# First run of crspy

Once you have installed crspy to your python environment it's time to prepare the working directory. 

Firstly, copy over the example `name_list.py` file (copy also found [here](https://github.com/danpower101/crspy/blob/master/name_list.py)) into the working directory and make these two changes:

- Change `defaultdir` to the working directory address. e.g. `defaultdir = "C:/users/dan/crns_wd/"`

The directory is set up in a particular way, this is to organise the different data sources and outputs. This structure is important to how crspy runs. To make set up easier a function is provided to easily set this up which you can run below.

In [None]:
from name_list import nld
import crspy

wd = nld['defaultdir']
crspy.initial(wd)

## Adding data

Looking in the working directory, the folder structure should now be ready. You will also notice some files, such as the `metadata.csv` file. More information on this file can be found [here](https://github.com/danpower101/crspy/wiki/Metadata). 

To demonstrate crspy's functions first, we have uploaded some example files on the github page [here](https://github.com/danpower101/crspy/blob/master/data/). 

Replace the skeleton `metadata.csv` (created when running the above function) with the one found on the github page. Also copy over the `nmdb_stations.csv` file.

You now need to also:

- Place the calibration data (Calib_USA_Site_011.csv) into the `data/calibration_data/` folder. 
- Place the raw data (USA_SITE_011.txt) into the `data/crns_data/raw/` folder.
- Place the era5land data (example_era5land.nc) into the `data/era5land/` folder. (Generated using Copernicus Climate Change Service Information [2020])

The example era5land data is pre-extracted using the era5land functions (check [here](https://github.com/danpower101/crspy/wiki/ERA5-Land-Data) for more information on this 
process). When building your own era5land file you can change the name - but this then needs to be also changed in the `name_list.py` file to match.

Two more external sources are required which can be collected by running the below functions. These download land cover and above ground biomass data from the European Space Agency Climate Change Iniative (ESA CCI). This involves first setting up your computer to interact with the [CDS database](https://cds.climate.copernicus.eu/cdsapp#!/home) - instructions found [here](https://github.com/danpower101/crspy/wiki/ERA5-Land-Data)

These are fairly large files and so can be skipped for now if desired. This will remove the agb correction from the calculations.

In [None]:
# UNCOMMENT BELOW IF YOU WISH TO RUN THIS STEP
#crspy.dl_land_cover() # about 2GB
#crspy.dl_agb() # about 25GB

## Fill the metadata

The below code will fill the metadata table (more information on what is collected [here](https://github.com/danpower101/crspy/wiki/Metadata)). It will also create a unique beta coefficient (required for pressure corrections to the Neutron signal) and reference pressure for each site based on the equations of Desilets (2021).

In [None]:
import pandas as pd # pandas is needed to read in the csv

# Read in the metadata.csv file using pandas
meta = pd.read_csv(nld['defaultdir']+"/data/metadata.csv")

# Run the function
meta = crspy.fill_metadata(meta)

## Process crns data

With the metadata filled correctly we can now process the data. This is done with a simple function call shown below. 

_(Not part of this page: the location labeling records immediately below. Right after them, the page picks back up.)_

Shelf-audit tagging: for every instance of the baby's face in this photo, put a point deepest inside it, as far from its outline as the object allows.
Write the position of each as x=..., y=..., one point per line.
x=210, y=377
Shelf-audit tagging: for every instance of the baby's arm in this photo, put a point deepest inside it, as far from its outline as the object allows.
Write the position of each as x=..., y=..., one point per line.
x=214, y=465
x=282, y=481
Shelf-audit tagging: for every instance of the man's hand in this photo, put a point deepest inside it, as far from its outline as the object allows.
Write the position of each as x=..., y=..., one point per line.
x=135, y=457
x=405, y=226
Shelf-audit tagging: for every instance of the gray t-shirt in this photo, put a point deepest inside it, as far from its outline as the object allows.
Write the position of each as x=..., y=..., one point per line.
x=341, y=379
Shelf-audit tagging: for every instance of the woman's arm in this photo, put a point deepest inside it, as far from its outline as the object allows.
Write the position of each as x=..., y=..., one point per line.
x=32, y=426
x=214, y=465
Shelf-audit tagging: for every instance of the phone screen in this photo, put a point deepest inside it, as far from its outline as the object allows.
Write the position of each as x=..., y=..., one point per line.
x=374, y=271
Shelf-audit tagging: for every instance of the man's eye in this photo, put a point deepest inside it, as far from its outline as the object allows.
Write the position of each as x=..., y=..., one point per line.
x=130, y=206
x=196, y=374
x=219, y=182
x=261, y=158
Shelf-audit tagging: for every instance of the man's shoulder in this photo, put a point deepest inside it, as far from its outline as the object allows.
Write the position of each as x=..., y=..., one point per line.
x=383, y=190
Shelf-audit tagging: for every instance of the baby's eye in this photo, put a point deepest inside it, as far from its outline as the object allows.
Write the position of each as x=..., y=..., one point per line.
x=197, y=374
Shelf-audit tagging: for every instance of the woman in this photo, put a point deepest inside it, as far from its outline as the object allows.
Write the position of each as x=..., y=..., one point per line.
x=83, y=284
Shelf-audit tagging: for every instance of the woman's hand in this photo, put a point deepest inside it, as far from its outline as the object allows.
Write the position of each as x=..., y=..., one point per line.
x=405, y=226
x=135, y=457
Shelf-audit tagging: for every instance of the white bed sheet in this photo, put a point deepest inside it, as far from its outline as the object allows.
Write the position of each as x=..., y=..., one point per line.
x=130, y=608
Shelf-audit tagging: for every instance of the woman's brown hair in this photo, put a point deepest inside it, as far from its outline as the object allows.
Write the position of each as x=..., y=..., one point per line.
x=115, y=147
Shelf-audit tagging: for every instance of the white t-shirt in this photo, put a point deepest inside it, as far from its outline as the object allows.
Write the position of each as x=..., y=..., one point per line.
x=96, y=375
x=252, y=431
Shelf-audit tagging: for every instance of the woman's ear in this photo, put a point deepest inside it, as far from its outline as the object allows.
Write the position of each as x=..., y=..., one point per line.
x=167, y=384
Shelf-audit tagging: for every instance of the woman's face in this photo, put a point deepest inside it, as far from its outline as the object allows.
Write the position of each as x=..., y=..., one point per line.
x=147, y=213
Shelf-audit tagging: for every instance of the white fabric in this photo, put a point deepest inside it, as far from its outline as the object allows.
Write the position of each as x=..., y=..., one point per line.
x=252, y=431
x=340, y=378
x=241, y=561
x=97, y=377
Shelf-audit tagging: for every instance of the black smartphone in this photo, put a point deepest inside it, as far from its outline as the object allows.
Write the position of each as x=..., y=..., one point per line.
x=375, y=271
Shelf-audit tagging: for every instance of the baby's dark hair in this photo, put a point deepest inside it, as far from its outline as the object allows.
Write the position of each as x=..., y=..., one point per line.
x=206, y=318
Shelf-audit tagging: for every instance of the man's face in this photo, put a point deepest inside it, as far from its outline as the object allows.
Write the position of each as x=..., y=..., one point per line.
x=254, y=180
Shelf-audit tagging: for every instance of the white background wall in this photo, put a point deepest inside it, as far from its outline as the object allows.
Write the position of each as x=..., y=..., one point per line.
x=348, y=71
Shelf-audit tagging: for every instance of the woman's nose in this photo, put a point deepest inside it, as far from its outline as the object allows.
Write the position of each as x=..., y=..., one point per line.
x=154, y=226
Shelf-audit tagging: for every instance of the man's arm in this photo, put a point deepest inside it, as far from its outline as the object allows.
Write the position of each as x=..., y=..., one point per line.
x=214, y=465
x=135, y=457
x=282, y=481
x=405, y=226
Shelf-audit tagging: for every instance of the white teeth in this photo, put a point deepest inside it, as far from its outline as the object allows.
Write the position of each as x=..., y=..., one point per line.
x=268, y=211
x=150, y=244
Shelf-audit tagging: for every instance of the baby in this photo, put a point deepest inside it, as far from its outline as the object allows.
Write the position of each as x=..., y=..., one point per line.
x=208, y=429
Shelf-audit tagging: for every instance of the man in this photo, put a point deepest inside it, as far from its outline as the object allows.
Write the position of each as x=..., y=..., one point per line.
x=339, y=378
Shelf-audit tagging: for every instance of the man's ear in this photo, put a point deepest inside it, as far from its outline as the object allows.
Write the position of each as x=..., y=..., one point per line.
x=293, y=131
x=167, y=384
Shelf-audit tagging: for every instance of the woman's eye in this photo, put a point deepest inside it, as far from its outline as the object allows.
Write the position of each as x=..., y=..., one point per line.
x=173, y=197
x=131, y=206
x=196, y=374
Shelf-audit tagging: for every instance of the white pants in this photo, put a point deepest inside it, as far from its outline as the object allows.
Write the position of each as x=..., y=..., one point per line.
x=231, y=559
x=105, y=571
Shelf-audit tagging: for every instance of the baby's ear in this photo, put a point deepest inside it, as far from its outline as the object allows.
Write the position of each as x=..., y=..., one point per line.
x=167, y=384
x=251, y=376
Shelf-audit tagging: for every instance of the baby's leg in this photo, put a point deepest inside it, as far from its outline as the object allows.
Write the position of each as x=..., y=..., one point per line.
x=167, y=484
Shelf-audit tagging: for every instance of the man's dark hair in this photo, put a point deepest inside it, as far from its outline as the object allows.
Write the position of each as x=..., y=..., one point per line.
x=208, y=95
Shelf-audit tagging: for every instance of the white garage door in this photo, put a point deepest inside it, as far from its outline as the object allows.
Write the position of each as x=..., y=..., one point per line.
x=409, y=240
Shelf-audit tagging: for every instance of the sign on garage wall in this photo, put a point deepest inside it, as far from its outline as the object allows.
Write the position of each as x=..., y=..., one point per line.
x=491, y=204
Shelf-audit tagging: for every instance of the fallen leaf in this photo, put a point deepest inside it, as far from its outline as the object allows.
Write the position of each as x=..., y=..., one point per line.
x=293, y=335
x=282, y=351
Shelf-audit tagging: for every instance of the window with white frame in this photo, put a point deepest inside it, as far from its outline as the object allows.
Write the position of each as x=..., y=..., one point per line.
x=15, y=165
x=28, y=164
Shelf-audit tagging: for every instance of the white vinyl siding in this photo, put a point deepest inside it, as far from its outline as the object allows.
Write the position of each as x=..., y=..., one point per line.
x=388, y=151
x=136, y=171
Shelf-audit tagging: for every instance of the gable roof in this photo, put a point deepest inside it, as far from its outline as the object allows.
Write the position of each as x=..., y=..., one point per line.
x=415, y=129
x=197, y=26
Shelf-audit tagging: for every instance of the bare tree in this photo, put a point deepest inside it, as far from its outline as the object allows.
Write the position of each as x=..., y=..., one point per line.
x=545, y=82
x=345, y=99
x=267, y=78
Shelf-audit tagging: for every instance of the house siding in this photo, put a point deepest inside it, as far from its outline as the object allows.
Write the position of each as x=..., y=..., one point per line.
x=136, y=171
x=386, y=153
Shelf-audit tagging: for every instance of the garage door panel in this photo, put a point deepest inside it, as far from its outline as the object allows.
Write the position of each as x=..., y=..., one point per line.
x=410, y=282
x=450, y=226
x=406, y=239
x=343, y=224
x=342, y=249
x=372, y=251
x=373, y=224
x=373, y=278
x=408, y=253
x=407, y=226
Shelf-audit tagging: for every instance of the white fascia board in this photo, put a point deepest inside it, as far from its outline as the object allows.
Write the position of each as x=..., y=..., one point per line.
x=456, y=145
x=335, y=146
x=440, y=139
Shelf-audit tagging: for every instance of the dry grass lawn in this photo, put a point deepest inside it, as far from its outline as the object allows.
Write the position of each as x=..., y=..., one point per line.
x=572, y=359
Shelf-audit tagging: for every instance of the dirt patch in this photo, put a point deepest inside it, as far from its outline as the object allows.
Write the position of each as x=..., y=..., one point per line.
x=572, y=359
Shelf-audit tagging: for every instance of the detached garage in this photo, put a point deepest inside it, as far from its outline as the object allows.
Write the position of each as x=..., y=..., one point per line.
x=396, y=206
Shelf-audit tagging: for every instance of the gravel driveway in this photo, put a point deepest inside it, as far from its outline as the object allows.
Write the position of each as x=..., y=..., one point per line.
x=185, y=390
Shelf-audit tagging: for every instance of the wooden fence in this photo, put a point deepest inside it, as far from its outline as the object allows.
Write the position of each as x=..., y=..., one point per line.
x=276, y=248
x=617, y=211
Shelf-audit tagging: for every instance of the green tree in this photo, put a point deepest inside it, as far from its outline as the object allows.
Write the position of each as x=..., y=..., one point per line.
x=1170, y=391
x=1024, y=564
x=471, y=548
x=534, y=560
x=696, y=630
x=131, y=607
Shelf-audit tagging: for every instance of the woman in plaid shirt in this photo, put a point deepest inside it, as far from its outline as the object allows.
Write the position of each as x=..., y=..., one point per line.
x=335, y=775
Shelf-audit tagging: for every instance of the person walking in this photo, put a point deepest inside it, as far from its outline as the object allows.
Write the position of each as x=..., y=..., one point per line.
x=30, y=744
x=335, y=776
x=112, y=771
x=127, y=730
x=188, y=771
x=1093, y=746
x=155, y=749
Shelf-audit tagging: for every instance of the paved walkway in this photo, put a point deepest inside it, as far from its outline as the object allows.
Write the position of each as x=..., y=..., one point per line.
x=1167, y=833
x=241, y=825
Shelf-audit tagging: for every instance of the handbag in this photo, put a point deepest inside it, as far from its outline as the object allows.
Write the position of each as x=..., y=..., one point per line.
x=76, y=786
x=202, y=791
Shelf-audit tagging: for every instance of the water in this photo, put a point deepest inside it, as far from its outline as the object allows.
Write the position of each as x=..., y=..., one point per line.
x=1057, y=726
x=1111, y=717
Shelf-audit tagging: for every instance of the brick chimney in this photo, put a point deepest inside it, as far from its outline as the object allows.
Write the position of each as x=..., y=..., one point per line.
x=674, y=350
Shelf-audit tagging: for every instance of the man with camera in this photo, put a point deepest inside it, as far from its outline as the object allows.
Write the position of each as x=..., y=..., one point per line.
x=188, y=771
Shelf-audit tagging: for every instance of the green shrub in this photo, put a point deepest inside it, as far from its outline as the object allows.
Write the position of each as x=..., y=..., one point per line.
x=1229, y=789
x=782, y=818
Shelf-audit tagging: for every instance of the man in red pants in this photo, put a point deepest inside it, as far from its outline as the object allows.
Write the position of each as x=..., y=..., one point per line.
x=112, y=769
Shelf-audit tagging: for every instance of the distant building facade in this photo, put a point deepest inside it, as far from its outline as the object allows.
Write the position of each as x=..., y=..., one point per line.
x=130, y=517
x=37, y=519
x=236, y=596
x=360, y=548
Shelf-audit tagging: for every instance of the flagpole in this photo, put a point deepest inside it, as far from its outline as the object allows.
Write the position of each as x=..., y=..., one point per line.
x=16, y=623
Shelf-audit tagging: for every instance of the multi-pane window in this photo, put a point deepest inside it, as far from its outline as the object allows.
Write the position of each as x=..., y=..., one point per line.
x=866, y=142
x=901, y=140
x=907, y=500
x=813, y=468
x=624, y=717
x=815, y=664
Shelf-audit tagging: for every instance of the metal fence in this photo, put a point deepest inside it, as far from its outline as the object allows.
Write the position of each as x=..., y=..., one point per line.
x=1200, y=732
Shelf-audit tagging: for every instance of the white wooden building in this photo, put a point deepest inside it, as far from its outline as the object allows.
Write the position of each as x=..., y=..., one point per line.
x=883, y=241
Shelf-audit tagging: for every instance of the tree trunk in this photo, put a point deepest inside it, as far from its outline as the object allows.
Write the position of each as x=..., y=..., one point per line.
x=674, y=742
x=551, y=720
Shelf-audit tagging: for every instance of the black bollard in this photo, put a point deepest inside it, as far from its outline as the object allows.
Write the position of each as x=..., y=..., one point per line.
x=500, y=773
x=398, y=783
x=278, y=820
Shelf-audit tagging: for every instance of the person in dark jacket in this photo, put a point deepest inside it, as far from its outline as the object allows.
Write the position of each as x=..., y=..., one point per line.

The fileslist function will provide a list of all the raw datasets in the raw folder, this helps when processing many sites at once. For now we only have a single site.

In [None]:
# Use the getlistoffiles function to get a list of file paths for time series data
fileslist = crspy.getlistoffiles(nld['defaultdir']+"/data/crns_data/raw/")

# Run the process with the following - outputs are the dataframe and metadata file - args are first file in list, and whether calibration is required. If we don't have a N0 in meta_data.csv but do have calibration data this can be set to True
df, meta = crspy.process_raw_data(fileslist[0], calibrate=True)

## Check the outputs

Once the above process has been complete, you can check the folders to see the saved outputs. Important folders are:

- `/data/crns_data/final/` will contain the final output file including soil moisture estimates as well as variables that have been calculated along the way.
- `/data/qa/` will contain a folder with qa graphs, these are time series that are useful in identifying possible issues with the data
- `/data/n0_calibration/` will contains numerous files related to the n0 calibration process. The report should be checked to check reasonable values have been used (these values are collected automatically so are written here to make sure there is full line of site). Much more detail on the n0 calibration process can be found at [Schron et al., 2017](https://doi.org/10.5194/hess-21-5009-2017)